Controlled Language Scope

Why multilingual uses controlled language subsets and what this means for language design.

multilingual uses controlled natural language (CNL) subsets, not unconstrained natural language.


Why Controlled Language?

Natural language introduces:

  • Ambiguity — the same word can have multiple meanings
  • Morphology — inflected forms (verb conjugations, plurals, case endings)
  • Cultural variability — idioms, register, context-dependent meaning
  • Synonymy — many words for the same concept

To keep compilation deterministic, each frontend supports a constrained surface. This means:

  • Every token maps to exactly one concept
  • No disambiguation heuristics at parse time
  • No morphological analysis required
  • Predictable behavior for every program

What’s In Scope

Concept-Keyword Mappings

Each semantic concept maps to exactly one keyword per language:

1
COND_IF → "if" (en) / "si" (fr) / "wenn" (de) / "もし" (ja) / "إذا" (ar)

One keyword per concept per language. No synonyms, no variants (except diacritic aliases).

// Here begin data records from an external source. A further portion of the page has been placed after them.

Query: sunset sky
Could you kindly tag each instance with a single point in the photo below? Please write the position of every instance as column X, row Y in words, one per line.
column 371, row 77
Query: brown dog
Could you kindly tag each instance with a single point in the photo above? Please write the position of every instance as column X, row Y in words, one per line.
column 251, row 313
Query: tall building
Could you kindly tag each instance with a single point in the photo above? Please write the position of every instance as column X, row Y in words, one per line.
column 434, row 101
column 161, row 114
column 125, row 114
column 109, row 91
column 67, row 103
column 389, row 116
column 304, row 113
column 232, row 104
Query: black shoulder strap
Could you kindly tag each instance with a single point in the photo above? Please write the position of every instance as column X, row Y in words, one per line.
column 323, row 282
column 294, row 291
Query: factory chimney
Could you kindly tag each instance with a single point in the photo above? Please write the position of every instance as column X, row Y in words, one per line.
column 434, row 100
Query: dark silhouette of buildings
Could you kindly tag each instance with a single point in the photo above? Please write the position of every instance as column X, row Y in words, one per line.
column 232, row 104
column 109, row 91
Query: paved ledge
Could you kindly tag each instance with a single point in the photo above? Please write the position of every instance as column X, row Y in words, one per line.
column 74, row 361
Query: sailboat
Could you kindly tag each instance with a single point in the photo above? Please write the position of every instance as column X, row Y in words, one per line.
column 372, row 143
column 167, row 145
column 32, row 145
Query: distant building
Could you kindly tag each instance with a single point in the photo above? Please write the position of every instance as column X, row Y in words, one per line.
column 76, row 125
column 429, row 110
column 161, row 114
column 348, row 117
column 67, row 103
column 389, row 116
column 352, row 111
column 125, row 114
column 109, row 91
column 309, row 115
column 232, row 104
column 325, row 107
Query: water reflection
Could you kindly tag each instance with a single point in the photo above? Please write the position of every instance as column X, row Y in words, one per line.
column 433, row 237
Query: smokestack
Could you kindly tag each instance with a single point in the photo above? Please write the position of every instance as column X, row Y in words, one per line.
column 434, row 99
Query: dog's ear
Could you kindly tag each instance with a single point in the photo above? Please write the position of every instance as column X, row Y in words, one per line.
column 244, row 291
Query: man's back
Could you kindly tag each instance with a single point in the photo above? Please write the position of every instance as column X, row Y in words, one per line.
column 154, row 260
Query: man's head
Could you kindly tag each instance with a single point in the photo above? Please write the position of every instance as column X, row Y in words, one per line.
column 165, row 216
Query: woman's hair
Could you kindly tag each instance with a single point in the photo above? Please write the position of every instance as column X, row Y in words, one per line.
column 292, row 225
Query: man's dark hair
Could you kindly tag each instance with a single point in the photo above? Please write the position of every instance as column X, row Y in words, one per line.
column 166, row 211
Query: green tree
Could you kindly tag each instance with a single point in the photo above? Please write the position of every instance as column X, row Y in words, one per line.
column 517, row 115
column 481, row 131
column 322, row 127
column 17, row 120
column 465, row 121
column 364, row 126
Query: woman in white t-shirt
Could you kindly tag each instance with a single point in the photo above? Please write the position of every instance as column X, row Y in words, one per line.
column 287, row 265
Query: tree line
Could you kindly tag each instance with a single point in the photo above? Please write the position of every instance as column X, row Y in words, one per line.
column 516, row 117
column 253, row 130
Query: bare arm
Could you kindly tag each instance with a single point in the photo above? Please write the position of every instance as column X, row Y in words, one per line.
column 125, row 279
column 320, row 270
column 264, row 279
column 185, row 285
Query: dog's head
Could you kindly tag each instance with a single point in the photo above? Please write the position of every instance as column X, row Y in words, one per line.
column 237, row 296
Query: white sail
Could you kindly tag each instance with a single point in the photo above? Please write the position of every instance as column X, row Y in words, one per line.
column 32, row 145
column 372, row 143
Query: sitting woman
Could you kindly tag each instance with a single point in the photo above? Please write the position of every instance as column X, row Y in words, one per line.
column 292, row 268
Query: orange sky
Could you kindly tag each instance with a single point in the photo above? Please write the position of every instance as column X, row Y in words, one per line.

Finite Built-in Alias Sets

Localized aliases for a curated set of built-in functions:

  • 41 concepts currently localized
  • Each maps to exactly one alias per language
  • Universal English names always available alongside aliases

Finite Declarative Surface Normalization Patterns

For SOV/RTL languages, declarative rules handle alternate word orders:

  • Rules are finite and enumerable
  • Each rule is tested and narrowly scoped
  • No open-ended pattern matching

Deterministic Parse and Execution

Same program in language X always produces same output as same program in language Y.


What’s Out of Scope

Open-Ended Intent Extraction

Not supported:

1
2
# This is NOT a valid multilingual program
print the sum of all numbers from one to ten

multilingual is not a natural language programming system. Programs must use explicit keywords.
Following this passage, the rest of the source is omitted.